Господин Гесрейтер вернулся в Мюнхен очень довольный собой. Как бы мимоходом рассказал г-же фон Радольной, г-ну Пфаундлеру, своим приятелям из «Мужского клуба», что встретил на пути в Лондон Пятого евангелиста. Любезный человек, вовсе не такой чванный, как о нем говорят. Впрочем, у Гесрейтера у самого теперь дела нешуточного размаха. Г-жа фон Радольная, узнав, что г-н Гесрейтер купил акции «Гекер», проявила некоторую озабоченность. Услышав эту новость, г-н Пфаундлер тоже смерил г-на Гесрейтера с головы до пят своими быстрыми мышиными глазками. Поймав его взгляд, г-н Гесрейтер без всякой связи подумал об Иоганне Крайн. Но г-н Пфаундлер промолчал, ограничился пожеланием удачи г-ну Гесрейтеру.
Марка все падала и падала, доллар лез в поднебесье. Крупные предприятия хватали на лету куски, чавкали, давились, не успевали переваривать проглоченное. «Гекер» процветала, «Южногерманская керамика» расширялась. Все безудержнее кувыркалась гора, все яростнее вздувался поток. Г-н Гесрейтер ринулся в него, загребал руками, как заправский пловец. И смотрите-ка! — он держался на поверхности, он плыл.

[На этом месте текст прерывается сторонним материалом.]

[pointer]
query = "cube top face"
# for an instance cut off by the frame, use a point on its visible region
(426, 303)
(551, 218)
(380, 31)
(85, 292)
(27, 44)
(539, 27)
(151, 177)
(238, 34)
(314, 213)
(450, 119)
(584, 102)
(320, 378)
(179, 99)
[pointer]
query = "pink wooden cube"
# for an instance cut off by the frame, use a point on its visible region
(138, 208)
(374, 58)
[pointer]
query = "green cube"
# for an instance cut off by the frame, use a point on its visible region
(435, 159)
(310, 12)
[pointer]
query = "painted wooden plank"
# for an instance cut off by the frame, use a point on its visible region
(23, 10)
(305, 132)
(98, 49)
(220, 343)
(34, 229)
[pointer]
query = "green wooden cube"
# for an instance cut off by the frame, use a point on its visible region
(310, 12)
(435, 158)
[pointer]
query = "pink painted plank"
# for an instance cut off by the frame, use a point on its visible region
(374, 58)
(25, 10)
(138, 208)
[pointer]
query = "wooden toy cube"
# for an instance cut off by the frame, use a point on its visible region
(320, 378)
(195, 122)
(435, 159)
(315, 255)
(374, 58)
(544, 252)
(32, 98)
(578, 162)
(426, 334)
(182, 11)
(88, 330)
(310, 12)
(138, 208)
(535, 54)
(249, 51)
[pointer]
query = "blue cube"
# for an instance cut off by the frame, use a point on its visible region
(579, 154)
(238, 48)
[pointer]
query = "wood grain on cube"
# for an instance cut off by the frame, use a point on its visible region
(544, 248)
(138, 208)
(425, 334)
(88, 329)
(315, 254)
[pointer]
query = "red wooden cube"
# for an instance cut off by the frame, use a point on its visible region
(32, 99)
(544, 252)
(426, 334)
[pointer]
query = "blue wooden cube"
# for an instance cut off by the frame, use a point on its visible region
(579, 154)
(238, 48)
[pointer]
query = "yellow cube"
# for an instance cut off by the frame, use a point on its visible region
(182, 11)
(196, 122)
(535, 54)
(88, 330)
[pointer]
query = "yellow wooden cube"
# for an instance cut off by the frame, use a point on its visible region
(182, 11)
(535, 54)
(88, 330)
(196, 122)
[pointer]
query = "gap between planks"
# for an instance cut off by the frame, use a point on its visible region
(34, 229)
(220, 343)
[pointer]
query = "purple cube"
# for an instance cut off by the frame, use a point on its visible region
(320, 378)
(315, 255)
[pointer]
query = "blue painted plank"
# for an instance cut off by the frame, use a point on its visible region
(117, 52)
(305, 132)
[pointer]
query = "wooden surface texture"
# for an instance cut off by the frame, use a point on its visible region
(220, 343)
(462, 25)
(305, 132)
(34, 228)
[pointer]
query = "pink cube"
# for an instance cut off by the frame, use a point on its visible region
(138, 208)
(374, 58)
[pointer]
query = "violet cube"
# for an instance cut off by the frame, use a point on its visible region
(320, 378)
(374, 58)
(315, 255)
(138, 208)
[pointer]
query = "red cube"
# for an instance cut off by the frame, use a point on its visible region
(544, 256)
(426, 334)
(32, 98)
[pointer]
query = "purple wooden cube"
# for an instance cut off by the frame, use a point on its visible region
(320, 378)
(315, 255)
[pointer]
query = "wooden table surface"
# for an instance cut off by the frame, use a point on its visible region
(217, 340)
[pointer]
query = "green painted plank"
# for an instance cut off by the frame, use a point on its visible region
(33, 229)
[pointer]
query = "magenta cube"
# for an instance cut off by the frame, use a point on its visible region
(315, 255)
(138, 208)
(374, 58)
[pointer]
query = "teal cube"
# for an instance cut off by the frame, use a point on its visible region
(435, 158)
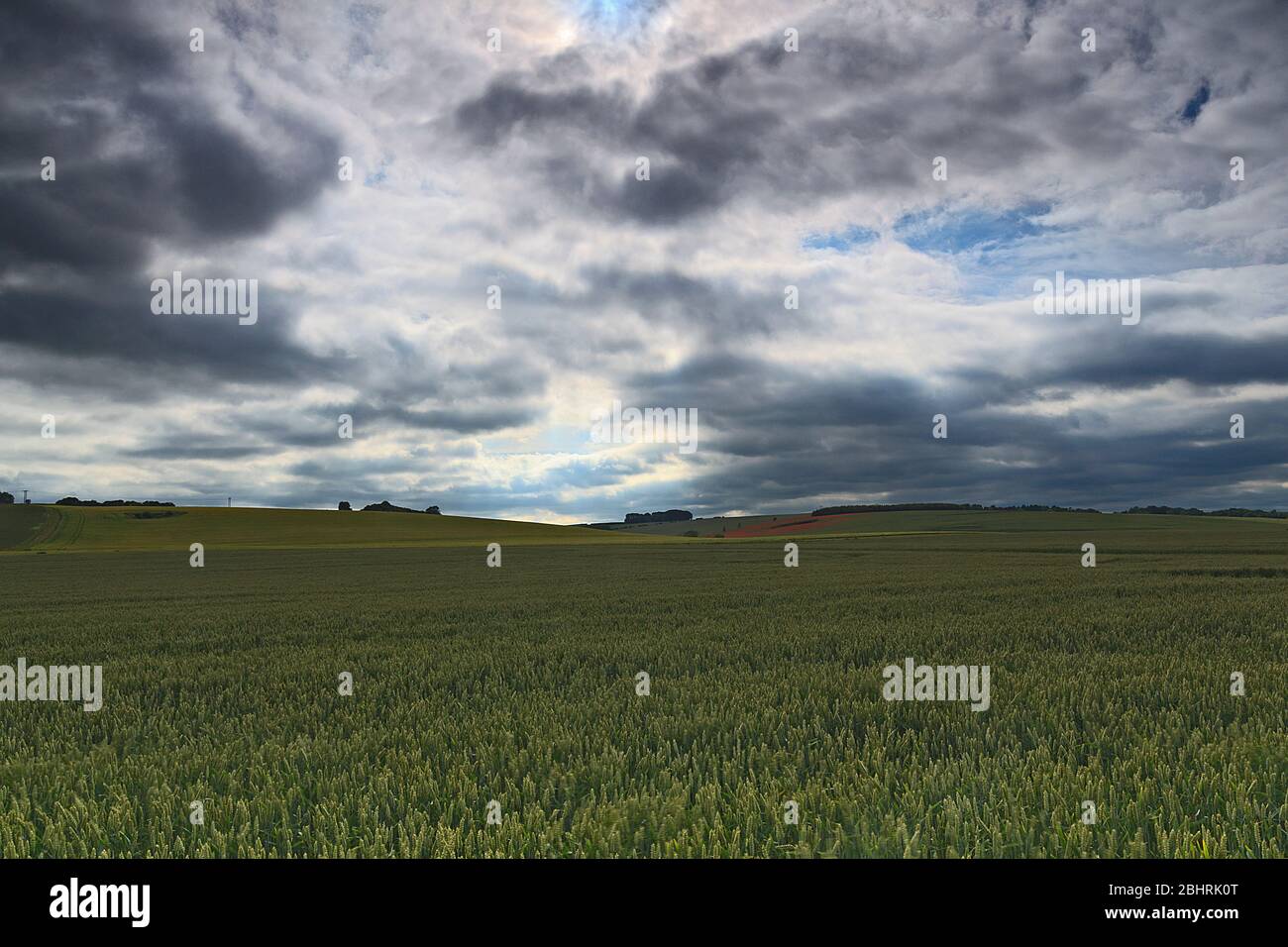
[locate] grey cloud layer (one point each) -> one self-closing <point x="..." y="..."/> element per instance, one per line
<point x="519" y="170"/>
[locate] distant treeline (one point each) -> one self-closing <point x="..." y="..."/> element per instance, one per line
<point x="77" y="501"/>
<point x="665" y="517"/>
<point x="385" y="506"/>
<point x="907" y="506"/>
<point x="1193" y="512"/>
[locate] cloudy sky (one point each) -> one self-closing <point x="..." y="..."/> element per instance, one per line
<point x="516" y="167"/>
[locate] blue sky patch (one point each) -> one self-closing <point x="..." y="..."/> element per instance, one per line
<point x="977" y="230"/>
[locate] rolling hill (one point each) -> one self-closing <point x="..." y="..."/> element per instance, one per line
<point x="127" y="528"/>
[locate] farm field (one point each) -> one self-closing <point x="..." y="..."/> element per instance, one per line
<point x="516" y="684"/>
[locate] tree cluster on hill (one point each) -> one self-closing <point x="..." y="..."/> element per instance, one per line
<point x="385" y="506"/>
<point x="77" y="501"/>
<point x="1193" y="512"/>
<point x="664" y="517"/>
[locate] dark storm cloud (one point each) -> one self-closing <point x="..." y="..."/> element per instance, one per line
<point x="143" y="162"/>
<point x="764" y="125"/>
<point x="789" y="437"/>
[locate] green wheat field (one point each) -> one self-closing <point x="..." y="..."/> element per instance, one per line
<point x="516" y="684"/>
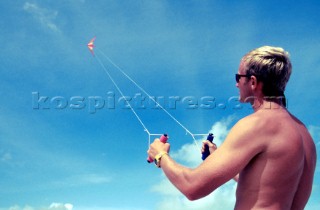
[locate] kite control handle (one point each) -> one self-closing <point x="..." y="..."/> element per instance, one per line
<point x="163" y="139"/>
<point x="206" y="152"/>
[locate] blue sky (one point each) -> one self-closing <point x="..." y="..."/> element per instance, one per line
<point x="59" y="154"/>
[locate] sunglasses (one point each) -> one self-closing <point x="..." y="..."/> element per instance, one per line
<point x="238" y="76"/>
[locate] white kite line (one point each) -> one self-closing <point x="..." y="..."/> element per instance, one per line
<point x="145" y="92"/>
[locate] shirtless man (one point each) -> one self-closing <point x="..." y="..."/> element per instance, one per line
<point x="270" y="152"/>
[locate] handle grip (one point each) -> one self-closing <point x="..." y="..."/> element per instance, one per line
<point x="206" y="152"/>
<point x="163" y="139"/>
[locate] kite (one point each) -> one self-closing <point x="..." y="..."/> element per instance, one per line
<point x="91" y="45"/>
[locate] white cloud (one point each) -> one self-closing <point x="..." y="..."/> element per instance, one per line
<point x="45" y="16"/>
<point x="52" y="206"/>
<point x="222" y="198"/>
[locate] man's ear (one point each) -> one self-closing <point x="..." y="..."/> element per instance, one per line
<point x="255" y="84"/>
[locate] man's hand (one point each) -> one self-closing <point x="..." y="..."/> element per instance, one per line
<point x="212" y="146"/>
<point x="156" y="147"/>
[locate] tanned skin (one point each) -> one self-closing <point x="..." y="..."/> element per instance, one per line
<point x="270" y="153"/>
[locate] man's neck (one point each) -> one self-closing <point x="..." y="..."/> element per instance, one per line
<point x="267" y="104"/>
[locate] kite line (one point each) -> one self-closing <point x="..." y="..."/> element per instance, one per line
<point x="91" y="47"/>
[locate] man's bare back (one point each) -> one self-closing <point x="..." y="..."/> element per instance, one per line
<point x="275" y="177"/>
<point x="270" y="152"/>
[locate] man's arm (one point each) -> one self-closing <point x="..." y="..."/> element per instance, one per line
<point x="221" y="166"/>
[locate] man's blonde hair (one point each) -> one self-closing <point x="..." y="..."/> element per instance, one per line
<point x="271" y="66"/>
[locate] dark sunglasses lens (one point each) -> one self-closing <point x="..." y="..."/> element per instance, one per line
<point x="237" y="78"/>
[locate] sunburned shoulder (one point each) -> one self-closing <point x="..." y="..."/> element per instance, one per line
<point x="265" y="120"/>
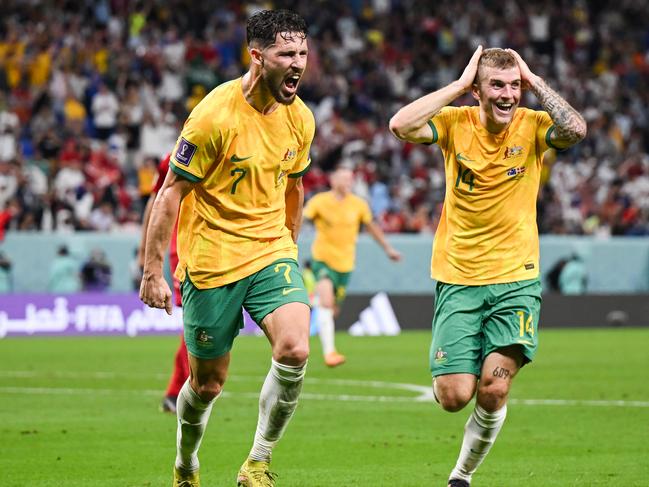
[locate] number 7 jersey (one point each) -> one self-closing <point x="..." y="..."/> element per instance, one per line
<point x="234" y="221"/>
<point x="487" y="232"/>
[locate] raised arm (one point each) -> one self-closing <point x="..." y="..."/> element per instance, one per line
<point x="378" y="235"/>
<point x="411" y="122"/>
<point x="294" y="198"/>
<point x="570" y="126"/>
<point x="154" y="290"/>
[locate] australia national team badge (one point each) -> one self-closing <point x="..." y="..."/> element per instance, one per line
<point x="515" y="151"/>
<point x="440" y="356"/>
<point x="289" y="155"/>
<point x="184" y="152"/>
<point x="203" y="339"/>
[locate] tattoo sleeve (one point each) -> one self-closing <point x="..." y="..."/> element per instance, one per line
<point x="570" y="126"/>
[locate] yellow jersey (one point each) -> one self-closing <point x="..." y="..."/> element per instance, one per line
<point x="337" y="222"/>
<point x="234" y="221"/>
<point x="487" y="232"/>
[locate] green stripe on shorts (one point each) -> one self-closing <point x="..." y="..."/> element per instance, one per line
<point x="212" y="317"/>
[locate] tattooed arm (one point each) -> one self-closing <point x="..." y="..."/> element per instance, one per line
<point x="570" y="126"/>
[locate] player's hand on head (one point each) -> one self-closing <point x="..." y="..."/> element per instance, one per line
<point x="526" y="73"/>
<point x="471" y="70"/>
<point x="155" y="292"/>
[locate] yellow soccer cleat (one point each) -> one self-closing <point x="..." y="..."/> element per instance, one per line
<point x="334" y="359"/>
<point x="186" y="479"/>
<point x="255" y="474"/>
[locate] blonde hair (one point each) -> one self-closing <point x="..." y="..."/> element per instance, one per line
<point x="495" y="57"/>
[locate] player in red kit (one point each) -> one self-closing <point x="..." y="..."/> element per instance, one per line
<point x="181" y="361"/>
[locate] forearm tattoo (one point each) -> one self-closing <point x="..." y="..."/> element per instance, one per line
<point x="570" y="126"/>
<point x="501" y="372"/>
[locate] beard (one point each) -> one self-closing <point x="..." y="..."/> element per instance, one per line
<point x="274" y="83"/>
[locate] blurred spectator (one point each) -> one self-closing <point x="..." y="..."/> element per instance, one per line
<point x="96" y="272"/>
<point x="64" y="273"/>
<point x="6" y="284"/>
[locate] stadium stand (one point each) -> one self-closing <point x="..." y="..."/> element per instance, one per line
<point x="91" y="93"/>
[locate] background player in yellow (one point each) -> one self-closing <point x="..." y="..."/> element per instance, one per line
<point x="338" y="215"/>
<point x="236" y="175"/>
<point x="486" y="250"/>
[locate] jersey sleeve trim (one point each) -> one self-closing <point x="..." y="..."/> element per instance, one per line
<point x="302" y="172"/>
<point x="184" y="174"/>
<point x="435" y="134"/>
<point x="548" y="138"/>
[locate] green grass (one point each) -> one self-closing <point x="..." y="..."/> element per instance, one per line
<point x="83" y="412"/>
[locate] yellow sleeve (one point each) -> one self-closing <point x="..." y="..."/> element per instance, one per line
<point x="303" y="160"/>
<point x="196" y="149"/>
<point x="366" y="212"/>
<point x="311" y="209"/>
<point x="441" y="123"/>
<point x="544" y="129"/>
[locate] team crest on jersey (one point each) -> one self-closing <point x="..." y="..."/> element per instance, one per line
<point x="440" y="356"/>
<point x="280" y="176"/>
<point x="289" y="155"/>
<point x="515" y="151"/>
<point x="185" y="151"/>
<point x="203" y="339"/>
<point x="516" y="172"/>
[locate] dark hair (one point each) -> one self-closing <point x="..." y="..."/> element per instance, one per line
<point x="264" y="26"/>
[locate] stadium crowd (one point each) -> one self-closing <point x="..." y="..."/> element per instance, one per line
<point x="93" y="93"/>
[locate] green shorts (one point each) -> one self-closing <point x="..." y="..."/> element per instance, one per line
<point x="212" y="317"/>
<point x="472" y="321"/>
<point x="339" y="279"/>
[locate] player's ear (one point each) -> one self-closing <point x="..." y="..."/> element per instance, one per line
<point x="475" y="90"/>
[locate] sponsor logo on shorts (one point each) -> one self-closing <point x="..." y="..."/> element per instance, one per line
<point x="440" y="356"/>
<point x="203" y="338"/>
<point x="185" y="152"/>
<point x="516" y="172"/>
<point x="289" y="290"/>
<point x="236" y="159"/>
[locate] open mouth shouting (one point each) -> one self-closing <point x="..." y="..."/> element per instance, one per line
<point x="290" y="84"/>
<point x="504" y="109"/>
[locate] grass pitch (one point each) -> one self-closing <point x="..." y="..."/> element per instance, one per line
<point x="83" y="412"/>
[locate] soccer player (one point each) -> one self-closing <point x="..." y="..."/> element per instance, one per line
<point x="338" y="215"/>
<point x="180" y="370"/>
<point x="486" y="248"/>
<point x="236" y="176"/>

Оккупация Рурской области полностью оправдала Кленка в собственных глазах. Теперь уже никто не станет сомневаться, что прекраснодушные речи о мирном улаживании конфликтов просто гнусная брехня для отвода глаз. Из-за такой малости, как недоданные полтора процента, враг идет на неслыханный акт насилия. У Кленка всегда была при себе фотография: французские солдаты в Эссене, они стоят перед броневиками, руки в карманах, разухабистые, наглые невежи, в чьей власти жизнь и смерть побежденных. Этой возмутительной фотографией он мутил и собственное сердце, и сердца других.